Auch in Italien existieren keine Domain-Verbote, wobei Informationswebsites wie Zeitschriften offiziell registriert werden müssen. In Polen zögerten Proteste 2009 einen Gesetzesentwurf hinaus, der eine schwarze Liste verbotener Websites erstellen sollte. Weiterhin bestehen grundsätzliche Leitlinien üblicherweise darauf, dass Domainnamen keine generellen Internetnamen wie „Internet“, „java“ oder „postmaster“ benutzen dürfen.

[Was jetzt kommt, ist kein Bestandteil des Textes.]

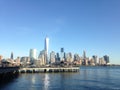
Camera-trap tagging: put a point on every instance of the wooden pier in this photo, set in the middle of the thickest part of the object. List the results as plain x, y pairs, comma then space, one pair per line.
49, 69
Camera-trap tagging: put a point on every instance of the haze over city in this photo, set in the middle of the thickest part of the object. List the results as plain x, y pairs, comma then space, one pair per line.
93, 26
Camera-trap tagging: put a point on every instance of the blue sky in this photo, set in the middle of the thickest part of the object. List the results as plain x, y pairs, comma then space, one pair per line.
76, 25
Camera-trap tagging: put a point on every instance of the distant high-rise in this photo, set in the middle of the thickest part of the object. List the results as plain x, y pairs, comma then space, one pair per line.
33, 54
46, 47
46, 44
84, 54
106, 58
62, 57
11, 57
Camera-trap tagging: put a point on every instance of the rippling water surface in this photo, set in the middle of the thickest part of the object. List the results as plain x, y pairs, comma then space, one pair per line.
89, 78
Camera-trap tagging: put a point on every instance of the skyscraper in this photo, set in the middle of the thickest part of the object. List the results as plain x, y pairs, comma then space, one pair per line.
84, 54
62, 57
46, 44
33, 54
46, 47
106, 58
11, 57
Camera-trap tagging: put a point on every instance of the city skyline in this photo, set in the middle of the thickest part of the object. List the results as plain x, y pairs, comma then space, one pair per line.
76, 26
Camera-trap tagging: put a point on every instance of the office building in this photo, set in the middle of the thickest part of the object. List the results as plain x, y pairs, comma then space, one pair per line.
106, 58
42, 57
33, 55
95, 59
47, 47
11, 57
52, 57
62, 54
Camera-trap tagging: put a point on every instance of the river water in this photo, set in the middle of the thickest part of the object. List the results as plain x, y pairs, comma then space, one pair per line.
89, 78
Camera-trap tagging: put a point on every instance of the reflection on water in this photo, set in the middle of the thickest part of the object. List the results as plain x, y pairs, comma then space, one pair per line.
100, 78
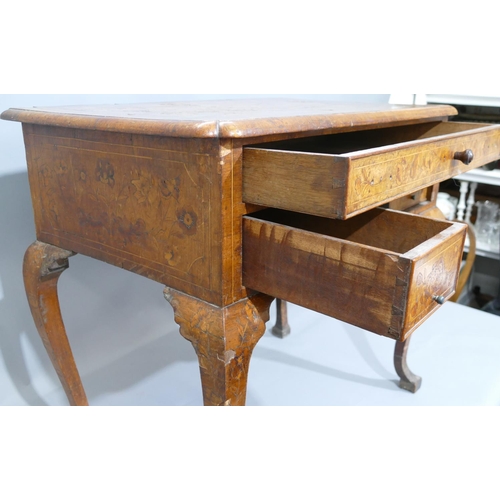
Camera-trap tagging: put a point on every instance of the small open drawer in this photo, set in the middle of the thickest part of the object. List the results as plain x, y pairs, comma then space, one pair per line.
341, 175
384, 271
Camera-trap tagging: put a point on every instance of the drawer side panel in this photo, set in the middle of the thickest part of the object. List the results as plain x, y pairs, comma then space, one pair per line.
354, 283
379, 177
300, 182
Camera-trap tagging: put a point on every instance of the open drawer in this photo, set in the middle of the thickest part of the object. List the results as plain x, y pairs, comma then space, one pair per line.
341, 175
384, 271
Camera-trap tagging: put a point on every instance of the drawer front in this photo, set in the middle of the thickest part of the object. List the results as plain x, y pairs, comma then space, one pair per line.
318, 176
381, 271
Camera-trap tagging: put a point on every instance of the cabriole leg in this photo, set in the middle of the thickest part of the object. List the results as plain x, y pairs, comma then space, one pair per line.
282, 328
223, 338
408, 380
43, 264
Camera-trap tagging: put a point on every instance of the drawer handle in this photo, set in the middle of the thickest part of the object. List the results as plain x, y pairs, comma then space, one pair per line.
464, 156
439, 299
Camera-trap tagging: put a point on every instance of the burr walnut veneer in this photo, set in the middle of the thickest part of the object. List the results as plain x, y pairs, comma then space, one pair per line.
231, 204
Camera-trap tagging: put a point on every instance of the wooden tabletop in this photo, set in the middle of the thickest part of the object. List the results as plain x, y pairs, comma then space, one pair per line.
228, 118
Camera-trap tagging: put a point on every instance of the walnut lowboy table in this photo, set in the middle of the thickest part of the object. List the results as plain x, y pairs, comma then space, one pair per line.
230, 204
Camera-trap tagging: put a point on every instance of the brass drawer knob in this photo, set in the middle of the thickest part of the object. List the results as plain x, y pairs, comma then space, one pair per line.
465, 157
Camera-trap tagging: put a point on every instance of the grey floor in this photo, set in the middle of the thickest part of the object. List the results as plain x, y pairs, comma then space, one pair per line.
129, 351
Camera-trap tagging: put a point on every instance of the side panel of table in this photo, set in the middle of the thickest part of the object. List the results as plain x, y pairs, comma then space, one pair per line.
144, 203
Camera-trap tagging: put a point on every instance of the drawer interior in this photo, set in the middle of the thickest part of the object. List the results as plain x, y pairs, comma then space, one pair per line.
382, 229
349, 142
380, 271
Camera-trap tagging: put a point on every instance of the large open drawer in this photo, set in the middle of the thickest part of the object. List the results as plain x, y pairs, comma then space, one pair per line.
384, 271
341, 175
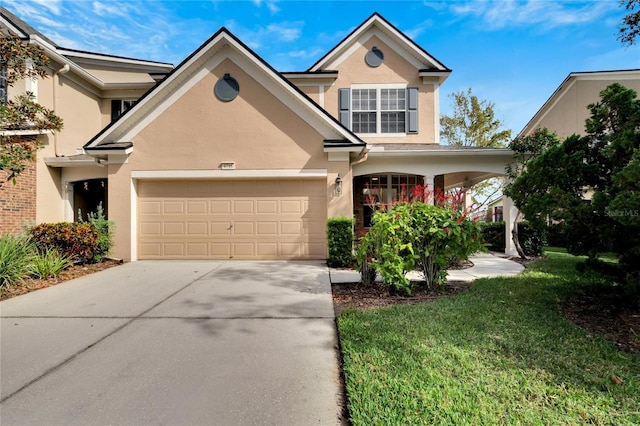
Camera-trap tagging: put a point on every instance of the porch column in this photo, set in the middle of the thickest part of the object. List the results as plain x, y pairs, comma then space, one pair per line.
509, 213
468, 200
430, 187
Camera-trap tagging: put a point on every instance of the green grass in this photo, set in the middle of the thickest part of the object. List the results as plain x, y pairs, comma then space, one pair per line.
499, 353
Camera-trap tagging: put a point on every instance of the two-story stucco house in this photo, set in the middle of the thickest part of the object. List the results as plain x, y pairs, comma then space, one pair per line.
227, 158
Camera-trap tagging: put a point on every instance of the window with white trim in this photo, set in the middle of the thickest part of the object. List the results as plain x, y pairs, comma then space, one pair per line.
393, 106
379, 110
119, 107
364, 110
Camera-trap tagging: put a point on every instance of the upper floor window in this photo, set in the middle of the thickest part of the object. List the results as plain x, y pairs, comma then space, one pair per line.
381, 110
119, 106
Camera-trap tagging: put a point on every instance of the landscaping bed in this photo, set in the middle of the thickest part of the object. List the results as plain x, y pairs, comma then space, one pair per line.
31, 284
503, 351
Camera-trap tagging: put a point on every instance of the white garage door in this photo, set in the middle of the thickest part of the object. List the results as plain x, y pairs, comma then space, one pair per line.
245, 219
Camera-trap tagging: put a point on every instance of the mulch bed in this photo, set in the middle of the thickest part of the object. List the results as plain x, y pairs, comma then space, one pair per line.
360, 296
607, 313
76, 271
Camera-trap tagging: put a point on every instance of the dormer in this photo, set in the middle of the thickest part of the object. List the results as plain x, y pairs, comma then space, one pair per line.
379, 84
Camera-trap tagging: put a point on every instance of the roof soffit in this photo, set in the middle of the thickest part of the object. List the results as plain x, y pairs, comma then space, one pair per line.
223, 45
567, 84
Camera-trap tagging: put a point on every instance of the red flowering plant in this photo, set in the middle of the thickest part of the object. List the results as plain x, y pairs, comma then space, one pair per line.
421, 229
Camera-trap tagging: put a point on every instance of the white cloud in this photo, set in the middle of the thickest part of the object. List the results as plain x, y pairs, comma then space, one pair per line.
52, 5
286, 31
514, 13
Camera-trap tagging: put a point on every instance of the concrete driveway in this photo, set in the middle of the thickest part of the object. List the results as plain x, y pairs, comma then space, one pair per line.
178, 343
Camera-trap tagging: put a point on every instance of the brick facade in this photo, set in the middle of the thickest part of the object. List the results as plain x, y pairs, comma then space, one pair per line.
18, 202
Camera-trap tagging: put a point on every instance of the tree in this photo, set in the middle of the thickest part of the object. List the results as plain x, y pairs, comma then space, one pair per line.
473, 123
22, 118
554, 183
527, 150
630, 28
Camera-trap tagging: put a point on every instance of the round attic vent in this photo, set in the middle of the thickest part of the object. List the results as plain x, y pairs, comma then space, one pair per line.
227, 88
374, 57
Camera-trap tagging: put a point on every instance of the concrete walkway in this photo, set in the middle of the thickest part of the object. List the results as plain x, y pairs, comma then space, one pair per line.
178, 343
484, 265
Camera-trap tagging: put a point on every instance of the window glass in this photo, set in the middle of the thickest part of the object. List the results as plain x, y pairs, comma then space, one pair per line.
378, 110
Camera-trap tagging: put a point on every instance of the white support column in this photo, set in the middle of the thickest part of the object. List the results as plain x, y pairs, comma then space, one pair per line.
509, 212
468, 200
430, 187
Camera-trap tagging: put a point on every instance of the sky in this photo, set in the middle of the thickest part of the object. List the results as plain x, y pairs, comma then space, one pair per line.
511, 53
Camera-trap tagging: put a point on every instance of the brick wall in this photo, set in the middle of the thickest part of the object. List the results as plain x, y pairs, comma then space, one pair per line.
18, 202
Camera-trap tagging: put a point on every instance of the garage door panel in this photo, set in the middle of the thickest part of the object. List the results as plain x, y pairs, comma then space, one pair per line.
267, 229
173, 207
220, 229
267, 249
243, 250
174, 249
243, 228
291, 228
267, 206
149, 207
150, 250
200, 250
197, 228
220, 207
291, 207
220, 250
151, 228
197, 207
173, 228
267, 219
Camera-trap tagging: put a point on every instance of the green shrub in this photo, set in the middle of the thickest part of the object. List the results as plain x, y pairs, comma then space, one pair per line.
417, 234
105, 233
532, 240
77, 241
49, 263
340, 240
557, 235
16, 254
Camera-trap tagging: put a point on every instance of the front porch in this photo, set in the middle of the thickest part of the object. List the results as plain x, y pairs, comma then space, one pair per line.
387, 168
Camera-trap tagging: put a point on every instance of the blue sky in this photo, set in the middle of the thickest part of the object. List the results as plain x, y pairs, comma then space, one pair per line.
511, 53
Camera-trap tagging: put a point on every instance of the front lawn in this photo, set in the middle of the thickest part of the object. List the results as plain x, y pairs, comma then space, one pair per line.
499, 353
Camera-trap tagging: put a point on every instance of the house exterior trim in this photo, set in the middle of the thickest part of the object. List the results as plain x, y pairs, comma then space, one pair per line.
229, 174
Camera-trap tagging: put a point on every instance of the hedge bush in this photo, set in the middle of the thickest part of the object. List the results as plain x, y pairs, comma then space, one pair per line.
532, 240
105, 232
78, 241
340, 240
16, 255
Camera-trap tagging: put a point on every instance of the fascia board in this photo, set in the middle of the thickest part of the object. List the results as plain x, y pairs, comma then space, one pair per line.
549, 104
100, 59
500, 152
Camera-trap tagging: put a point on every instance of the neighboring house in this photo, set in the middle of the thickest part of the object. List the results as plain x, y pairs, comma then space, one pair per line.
227, 158
87, 90
565, 112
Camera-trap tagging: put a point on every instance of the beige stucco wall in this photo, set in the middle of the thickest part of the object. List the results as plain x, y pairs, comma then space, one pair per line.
81, 114
198, 132
568, 115
394, 70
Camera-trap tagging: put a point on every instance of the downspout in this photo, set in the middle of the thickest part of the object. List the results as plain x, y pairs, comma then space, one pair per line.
56, 80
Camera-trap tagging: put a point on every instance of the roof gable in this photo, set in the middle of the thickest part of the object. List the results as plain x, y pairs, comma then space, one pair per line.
561, 91
222, 45
376, 25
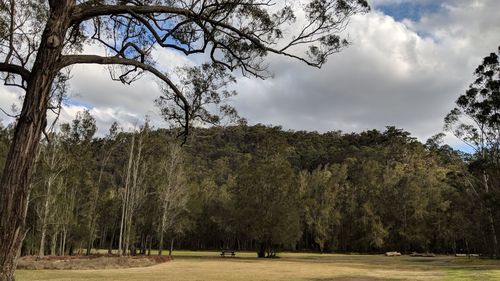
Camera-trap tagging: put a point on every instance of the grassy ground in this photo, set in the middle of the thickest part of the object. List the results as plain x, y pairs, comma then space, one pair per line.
291, 267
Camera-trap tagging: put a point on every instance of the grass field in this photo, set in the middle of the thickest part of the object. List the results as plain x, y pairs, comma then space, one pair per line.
290, 267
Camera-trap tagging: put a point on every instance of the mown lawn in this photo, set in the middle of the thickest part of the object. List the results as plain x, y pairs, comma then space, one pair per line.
291, 267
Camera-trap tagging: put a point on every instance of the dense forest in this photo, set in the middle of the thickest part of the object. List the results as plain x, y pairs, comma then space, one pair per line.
256, 188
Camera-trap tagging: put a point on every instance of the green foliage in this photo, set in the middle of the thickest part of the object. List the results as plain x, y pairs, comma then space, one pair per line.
264, 189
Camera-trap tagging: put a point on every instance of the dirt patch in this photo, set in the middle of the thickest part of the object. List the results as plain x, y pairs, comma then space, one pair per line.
89, 262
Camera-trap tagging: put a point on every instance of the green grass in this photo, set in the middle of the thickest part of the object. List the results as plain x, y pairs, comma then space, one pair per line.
190, 266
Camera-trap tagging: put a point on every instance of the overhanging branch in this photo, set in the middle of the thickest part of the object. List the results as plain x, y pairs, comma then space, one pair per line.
15, 69
94, 59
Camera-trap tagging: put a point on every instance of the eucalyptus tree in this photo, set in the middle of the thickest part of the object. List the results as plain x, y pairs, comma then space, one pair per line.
476, 121
41, 38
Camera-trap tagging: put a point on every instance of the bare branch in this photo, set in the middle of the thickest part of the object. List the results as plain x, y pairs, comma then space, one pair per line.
15, 69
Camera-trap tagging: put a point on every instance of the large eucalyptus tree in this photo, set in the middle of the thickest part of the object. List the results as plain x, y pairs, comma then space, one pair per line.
39, 39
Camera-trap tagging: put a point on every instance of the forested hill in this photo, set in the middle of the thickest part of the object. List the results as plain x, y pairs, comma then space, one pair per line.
252, 188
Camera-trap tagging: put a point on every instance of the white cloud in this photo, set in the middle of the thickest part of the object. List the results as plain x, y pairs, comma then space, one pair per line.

Doch letztere Beispiele können wohl kaum mit dem lachhaften TIB-Verbot in der Türkei mithalten. Spitzenreiter der Liste von cafebabel.com sind die Verbote des Namens "Haydar" – eventuell wegen Haydar Dümen, einem türkischen Gynäkologen, der für seine obszöne Sprache im Fernsehen berühmt ist –, „Liseli“ („Teenager“) und „fire“ (Englisch für „Feuer“).